03 abr
Faça você mesmo um sítio na cidade
No post anterior, falei sobre a importância de reinventarmos nossa relação com a cidade tendo a agricultura em espaços públicos como fio condutor. Agora, compartilho com vocês uma ideia diferente, a das roças urbanas caseiras, uma maneira de ter uma vida mais saudável, bucólica e cheia de boas encrencas para resolver. Você vai descobrir que não importa onde você vive – apartamento, casa alugada ou quitinete – existe sempre um lugar onde produzir alimentos e ser autossuficiente na cidade.
Em primeiro lugar, deixe de lado a fantasia de um dia mudar-se para o campo – a cidade oferece trabalho, vizinhança, vida cultural e muitas opções de serviço – e comece a empreender sua vida rural e independente agora, no coração da metrópole.
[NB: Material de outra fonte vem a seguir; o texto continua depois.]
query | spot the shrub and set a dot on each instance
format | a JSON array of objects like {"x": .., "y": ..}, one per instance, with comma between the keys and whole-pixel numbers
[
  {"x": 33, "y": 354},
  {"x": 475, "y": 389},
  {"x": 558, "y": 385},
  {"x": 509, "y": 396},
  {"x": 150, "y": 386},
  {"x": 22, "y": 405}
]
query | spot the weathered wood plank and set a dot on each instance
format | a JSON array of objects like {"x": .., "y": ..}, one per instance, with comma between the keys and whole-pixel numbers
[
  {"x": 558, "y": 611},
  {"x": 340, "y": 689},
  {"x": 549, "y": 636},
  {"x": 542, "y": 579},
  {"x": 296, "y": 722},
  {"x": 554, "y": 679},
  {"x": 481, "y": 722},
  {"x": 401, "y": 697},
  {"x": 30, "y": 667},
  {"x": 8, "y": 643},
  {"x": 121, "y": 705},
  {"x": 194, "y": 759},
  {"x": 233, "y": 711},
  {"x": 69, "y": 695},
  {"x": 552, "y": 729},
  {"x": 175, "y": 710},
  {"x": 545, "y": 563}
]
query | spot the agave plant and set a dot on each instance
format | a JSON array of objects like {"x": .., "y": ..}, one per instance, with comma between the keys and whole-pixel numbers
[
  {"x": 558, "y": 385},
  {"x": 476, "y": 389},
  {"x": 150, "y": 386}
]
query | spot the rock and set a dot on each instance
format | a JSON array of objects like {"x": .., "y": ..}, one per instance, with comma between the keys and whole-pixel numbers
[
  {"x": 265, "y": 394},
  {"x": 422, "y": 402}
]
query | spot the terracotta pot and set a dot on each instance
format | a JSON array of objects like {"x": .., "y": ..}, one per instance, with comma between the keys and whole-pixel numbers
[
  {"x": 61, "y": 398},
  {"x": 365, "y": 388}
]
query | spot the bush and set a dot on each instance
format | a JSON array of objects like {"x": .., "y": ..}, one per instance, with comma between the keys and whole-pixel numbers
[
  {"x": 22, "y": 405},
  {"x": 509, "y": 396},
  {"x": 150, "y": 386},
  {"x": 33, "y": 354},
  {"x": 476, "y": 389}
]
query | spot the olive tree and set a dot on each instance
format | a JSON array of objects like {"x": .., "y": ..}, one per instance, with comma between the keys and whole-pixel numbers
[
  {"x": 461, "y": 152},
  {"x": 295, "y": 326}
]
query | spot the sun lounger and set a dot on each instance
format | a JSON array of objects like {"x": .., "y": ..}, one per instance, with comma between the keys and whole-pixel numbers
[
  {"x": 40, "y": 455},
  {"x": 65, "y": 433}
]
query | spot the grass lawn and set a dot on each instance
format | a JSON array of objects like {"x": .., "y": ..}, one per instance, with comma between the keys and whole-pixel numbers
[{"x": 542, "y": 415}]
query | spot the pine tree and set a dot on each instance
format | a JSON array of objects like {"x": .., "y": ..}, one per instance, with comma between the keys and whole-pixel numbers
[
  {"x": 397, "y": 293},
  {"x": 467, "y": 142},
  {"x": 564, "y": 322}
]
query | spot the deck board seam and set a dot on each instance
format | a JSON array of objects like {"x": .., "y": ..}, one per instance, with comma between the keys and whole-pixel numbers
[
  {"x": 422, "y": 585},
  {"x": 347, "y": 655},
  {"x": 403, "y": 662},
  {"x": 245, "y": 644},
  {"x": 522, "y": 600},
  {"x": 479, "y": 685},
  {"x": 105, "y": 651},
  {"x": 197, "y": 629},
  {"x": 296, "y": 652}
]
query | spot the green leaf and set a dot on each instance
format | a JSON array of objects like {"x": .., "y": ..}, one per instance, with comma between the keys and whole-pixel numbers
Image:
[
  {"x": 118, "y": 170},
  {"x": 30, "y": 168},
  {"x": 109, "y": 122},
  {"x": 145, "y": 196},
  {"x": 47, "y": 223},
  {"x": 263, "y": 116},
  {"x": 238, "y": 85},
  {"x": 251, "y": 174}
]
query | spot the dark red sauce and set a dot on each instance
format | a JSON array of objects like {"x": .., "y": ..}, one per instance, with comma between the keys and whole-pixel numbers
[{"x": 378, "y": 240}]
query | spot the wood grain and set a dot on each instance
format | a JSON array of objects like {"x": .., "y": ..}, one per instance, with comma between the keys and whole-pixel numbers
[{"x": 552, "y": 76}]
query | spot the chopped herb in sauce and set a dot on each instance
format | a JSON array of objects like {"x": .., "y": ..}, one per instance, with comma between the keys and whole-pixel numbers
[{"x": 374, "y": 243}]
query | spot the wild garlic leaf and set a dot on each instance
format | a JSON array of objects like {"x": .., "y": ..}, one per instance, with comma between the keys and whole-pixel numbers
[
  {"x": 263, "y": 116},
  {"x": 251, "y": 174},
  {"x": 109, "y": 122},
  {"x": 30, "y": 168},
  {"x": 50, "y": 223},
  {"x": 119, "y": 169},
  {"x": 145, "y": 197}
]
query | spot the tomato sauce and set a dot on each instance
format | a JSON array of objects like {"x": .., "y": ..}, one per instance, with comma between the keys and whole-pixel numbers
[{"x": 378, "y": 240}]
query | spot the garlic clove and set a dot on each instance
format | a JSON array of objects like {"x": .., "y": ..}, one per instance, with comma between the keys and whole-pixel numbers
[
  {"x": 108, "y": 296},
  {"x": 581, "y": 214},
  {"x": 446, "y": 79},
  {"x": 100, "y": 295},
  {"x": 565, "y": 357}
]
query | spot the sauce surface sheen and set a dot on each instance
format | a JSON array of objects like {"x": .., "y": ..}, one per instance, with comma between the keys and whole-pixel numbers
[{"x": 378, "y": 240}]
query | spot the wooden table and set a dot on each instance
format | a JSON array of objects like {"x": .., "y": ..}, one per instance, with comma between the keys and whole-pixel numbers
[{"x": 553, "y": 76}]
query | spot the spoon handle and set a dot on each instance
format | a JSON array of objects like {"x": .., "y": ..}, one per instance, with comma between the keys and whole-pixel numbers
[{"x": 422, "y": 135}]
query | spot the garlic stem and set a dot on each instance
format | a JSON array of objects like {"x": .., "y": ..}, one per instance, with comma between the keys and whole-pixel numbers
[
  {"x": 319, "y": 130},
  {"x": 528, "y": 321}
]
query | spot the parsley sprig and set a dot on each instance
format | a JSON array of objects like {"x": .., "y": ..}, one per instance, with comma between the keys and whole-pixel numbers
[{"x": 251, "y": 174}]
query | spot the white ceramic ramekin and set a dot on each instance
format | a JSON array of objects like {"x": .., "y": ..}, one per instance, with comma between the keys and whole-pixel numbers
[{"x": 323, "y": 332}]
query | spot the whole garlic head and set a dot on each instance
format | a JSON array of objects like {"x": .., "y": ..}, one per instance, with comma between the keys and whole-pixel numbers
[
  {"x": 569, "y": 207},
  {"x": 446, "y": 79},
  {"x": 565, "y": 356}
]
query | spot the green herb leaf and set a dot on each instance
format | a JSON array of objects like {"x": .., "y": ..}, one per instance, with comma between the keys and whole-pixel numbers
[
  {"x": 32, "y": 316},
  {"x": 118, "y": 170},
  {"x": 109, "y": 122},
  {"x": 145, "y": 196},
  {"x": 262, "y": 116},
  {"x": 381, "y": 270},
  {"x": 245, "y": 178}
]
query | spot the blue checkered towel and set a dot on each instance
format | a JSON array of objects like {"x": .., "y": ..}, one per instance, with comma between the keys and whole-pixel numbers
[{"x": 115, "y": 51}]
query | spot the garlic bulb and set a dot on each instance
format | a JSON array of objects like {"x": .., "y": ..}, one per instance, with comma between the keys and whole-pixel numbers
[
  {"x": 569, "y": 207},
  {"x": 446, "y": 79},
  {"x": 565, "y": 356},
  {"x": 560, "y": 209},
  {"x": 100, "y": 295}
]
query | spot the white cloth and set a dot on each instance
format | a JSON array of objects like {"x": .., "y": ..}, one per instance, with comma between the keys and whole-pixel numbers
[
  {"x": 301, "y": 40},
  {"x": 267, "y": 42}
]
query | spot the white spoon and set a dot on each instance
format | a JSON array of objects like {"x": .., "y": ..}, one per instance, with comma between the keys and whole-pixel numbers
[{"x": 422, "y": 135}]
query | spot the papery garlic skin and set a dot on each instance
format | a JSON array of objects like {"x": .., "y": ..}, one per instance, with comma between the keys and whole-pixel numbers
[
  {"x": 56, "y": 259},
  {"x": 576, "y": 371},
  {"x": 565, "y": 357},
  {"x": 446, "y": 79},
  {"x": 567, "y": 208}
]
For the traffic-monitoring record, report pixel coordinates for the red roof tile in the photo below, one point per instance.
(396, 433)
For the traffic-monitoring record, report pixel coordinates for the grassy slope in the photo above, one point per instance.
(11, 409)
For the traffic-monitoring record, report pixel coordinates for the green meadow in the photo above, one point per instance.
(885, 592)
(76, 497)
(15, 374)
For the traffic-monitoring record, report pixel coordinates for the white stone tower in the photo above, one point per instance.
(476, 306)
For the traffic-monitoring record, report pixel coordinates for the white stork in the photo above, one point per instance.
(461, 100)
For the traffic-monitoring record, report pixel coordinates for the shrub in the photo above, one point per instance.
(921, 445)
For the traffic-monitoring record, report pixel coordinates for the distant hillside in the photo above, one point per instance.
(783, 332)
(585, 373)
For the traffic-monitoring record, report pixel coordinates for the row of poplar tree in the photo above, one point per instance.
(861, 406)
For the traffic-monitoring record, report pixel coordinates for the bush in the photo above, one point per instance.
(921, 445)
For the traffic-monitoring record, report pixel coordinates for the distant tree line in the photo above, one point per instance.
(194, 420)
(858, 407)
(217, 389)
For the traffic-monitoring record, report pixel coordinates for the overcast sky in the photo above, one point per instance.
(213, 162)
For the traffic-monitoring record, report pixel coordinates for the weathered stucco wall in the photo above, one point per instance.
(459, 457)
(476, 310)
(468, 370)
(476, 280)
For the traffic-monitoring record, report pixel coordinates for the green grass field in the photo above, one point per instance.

O movimento que levou hordas de hippies a viverem em comunidades no meio do mato está repaginado. Emprega técnicas da agricultura ecológica, da criação de animais, da permacultura, do uso eficiente de recursos naturais e produção de energia adaptados para o ambiente urbano para fazer a revolução da economia doméstica. Produzir seu próprio alimento, mesmo que só um pouquinho, ao invés de comprá-lo, garante mais qualidade e sabor e muda a relação com a comida e com o ato de comer. Acredite, há mais poder em criar do que em gastar. Por de pé um oásis urbano é encarar problemas estimulantes e divertidos de resolver.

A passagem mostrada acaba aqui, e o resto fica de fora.